The managing director of independently-owned asset consultant firm CPG Research and Advisory has lamented the recent launch of new structured products by investment banks.

"Sadly, in the past few weeks we have seen the launch of a handful of new equity structured products with some sort of capital guarantees attached," Simon Ibbetson said.

"It appears that after an extended manufacturing hiatus the proprietary desks are once again building and aggressively promoting structured products to advisers."

Ibbetson said his opinion of the products was influenced by the unfortunate experiences of CPG Advisory's council clients who had invested in collateralised debt obligations (CDO) products.

"We have about 80 council clients and about 20 of these had some exposure to CDOs, although in all cases we advised them against investing."

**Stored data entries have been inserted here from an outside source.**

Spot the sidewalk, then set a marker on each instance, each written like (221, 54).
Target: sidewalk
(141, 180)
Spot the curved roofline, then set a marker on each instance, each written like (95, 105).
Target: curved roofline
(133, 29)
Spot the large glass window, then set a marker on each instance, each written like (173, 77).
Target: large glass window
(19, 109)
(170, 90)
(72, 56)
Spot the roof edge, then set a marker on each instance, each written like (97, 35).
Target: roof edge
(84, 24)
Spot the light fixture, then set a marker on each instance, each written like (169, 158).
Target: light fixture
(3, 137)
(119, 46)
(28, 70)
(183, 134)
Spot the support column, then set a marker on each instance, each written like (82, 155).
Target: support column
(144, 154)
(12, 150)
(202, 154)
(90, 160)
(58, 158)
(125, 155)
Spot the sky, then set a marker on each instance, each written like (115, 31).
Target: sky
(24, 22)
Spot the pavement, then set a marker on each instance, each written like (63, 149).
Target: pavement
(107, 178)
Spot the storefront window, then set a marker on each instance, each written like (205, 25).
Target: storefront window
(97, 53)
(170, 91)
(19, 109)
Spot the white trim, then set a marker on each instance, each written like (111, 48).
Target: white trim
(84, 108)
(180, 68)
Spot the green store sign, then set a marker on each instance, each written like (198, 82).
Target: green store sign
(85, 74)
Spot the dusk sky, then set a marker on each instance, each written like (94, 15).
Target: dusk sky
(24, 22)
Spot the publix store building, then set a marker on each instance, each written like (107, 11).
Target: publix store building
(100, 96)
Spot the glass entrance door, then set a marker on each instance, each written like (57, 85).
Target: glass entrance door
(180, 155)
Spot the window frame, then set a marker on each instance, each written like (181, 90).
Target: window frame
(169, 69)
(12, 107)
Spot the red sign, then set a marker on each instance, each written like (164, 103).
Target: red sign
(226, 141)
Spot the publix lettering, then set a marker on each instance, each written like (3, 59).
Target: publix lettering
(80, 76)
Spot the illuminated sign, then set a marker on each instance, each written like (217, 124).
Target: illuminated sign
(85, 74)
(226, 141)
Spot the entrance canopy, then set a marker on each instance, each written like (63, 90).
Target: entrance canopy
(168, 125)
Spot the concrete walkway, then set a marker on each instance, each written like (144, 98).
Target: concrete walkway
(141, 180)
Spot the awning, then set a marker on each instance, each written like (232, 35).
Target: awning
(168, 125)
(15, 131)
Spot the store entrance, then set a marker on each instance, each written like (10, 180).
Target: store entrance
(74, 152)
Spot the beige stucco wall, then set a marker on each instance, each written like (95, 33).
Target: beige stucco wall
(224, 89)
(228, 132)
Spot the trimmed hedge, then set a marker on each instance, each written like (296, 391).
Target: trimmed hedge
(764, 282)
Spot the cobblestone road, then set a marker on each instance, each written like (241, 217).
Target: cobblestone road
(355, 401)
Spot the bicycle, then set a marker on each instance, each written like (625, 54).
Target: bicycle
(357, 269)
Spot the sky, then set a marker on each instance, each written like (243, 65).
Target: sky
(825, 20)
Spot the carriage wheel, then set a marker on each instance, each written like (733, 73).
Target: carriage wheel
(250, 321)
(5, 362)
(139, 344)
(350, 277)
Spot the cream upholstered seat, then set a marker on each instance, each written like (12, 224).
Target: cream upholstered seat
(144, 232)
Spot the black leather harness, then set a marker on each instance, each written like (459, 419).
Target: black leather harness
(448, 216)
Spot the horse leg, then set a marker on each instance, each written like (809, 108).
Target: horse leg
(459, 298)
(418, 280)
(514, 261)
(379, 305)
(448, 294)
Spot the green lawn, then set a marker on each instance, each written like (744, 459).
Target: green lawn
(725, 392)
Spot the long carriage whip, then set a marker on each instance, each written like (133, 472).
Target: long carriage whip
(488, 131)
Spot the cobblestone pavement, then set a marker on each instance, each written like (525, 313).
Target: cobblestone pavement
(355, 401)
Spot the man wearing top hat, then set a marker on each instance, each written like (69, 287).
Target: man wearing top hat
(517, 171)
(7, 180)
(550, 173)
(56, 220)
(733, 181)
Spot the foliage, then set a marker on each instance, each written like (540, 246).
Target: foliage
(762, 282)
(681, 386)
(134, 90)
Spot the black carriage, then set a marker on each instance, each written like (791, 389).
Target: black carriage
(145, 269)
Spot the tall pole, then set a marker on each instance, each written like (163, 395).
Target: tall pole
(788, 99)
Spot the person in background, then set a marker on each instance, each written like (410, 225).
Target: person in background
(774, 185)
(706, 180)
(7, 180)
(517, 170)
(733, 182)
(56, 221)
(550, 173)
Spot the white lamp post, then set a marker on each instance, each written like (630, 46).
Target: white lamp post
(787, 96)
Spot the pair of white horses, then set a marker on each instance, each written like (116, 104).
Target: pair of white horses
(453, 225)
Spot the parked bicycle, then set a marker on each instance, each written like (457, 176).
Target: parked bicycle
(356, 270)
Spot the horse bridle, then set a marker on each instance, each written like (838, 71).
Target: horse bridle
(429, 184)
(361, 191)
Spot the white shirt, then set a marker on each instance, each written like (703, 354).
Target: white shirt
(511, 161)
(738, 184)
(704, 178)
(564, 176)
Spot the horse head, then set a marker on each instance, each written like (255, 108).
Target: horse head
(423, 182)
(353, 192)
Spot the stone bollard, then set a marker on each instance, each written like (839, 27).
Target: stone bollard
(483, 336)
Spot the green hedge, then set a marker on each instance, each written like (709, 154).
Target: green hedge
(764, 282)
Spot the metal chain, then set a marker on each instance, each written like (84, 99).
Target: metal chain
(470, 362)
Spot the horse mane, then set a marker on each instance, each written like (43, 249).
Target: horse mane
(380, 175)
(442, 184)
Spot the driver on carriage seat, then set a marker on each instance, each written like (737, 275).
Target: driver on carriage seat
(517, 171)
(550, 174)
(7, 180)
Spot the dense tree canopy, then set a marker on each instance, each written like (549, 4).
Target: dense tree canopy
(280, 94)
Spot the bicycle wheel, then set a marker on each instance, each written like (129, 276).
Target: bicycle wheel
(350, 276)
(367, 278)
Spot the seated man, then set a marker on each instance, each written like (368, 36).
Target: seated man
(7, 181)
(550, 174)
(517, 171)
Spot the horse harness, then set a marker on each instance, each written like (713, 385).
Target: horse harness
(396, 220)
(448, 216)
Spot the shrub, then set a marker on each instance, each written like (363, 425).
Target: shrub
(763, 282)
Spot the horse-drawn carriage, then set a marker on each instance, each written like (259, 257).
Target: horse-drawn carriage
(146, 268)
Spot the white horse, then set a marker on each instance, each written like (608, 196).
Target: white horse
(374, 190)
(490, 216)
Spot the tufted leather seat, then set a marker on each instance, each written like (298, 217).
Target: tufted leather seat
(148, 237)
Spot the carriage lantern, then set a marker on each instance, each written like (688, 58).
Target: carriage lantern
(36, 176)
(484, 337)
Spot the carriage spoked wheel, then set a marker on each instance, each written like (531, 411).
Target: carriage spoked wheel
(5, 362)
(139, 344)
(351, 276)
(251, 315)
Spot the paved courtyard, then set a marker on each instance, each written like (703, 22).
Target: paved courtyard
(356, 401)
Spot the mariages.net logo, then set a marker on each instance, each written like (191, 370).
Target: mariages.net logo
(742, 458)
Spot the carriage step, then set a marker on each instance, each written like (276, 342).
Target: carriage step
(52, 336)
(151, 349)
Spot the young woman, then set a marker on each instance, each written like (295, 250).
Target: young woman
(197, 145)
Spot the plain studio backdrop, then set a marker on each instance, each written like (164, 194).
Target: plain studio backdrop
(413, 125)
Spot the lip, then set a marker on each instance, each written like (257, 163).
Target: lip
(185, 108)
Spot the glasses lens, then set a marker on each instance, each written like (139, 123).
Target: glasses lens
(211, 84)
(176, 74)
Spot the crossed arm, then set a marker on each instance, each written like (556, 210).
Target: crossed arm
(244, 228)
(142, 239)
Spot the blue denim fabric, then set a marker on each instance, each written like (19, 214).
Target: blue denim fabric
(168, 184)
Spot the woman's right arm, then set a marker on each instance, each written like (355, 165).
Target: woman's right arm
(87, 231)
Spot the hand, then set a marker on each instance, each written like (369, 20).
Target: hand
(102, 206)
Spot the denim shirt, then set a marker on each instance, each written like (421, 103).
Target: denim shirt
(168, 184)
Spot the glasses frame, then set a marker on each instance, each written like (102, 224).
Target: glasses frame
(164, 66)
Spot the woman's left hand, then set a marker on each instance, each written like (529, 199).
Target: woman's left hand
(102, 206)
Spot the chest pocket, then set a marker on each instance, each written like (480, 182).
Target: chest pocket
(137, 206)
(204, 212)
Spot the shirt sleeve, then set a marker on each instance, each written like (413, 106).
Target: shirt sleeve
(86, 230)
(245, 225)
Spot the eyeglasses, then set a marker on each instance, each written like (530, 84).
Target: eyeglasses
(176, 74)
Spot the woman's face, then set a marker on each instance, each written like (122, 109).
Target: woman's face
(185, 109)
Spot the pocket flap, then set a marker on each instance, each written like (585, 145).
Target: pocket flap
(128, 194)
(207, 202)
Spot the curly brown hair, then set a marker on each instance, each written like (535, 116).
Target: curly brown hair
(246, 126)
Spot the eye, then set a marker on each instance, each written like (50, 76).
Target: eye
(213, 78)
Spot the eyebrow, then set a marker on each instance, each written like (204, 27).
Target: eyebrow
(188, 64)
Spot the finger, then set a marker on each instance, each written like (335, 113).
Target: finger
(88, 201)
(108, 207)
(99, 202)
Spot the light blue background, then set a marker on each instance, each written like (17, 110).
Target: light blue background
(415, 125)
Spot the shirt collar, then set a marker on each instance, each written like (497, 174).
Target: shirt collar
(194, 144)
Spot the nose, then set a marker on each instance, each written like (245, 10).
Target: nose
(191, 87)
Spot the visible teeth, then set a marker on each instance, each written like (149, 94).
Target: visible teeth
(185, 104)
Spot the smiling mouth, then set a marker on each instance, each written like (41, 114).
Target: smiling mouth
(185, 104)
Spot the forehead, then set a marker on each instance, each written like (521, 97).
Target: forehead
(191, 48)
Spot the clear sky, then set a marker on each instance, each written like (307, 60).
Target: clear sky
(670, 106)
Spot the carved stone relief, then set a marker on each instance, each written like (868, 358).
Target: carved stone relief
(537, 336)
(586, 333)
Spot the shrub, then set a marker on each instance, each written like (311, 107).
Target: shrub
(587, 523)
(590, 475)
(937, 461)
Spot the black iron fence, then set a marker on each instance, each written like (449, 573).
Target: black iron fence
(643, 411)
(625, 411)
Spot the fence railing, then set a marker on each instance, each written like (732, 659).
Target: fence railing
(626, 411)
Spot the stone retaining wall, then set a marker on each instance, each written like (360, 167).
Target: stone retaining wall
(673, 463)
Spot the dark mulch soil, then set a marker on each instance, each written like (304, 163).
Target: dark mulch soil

His concerns for the new products, which include products from some of the major investment banks, are the long lock-up periods and the emphasis on the capital guarantee.

Ibbetson questioned the need for the guarantee, as the markets have fallen by 45 per cent from their highs.

"They are going to charge a lot for the capital guarantee now because they can claim risk is higher, but of course the risk of falling from here is much lower."

"After all, the markets have already fallen around 45 per cent and even after the bounce of the past two months they are still down around 40 per cent from their highs."

Ibbetson also cautioned advisers that some of the guarantees being offered with these products are not hard guarantees but rather conditional guarantees.

He said he believed there were better alternatives available to investors than locking your money up for seven, 10 or 12 years.

"You can for example buy some equity assets cheaply now because they at distressed levels, and where the down side risk is minimal."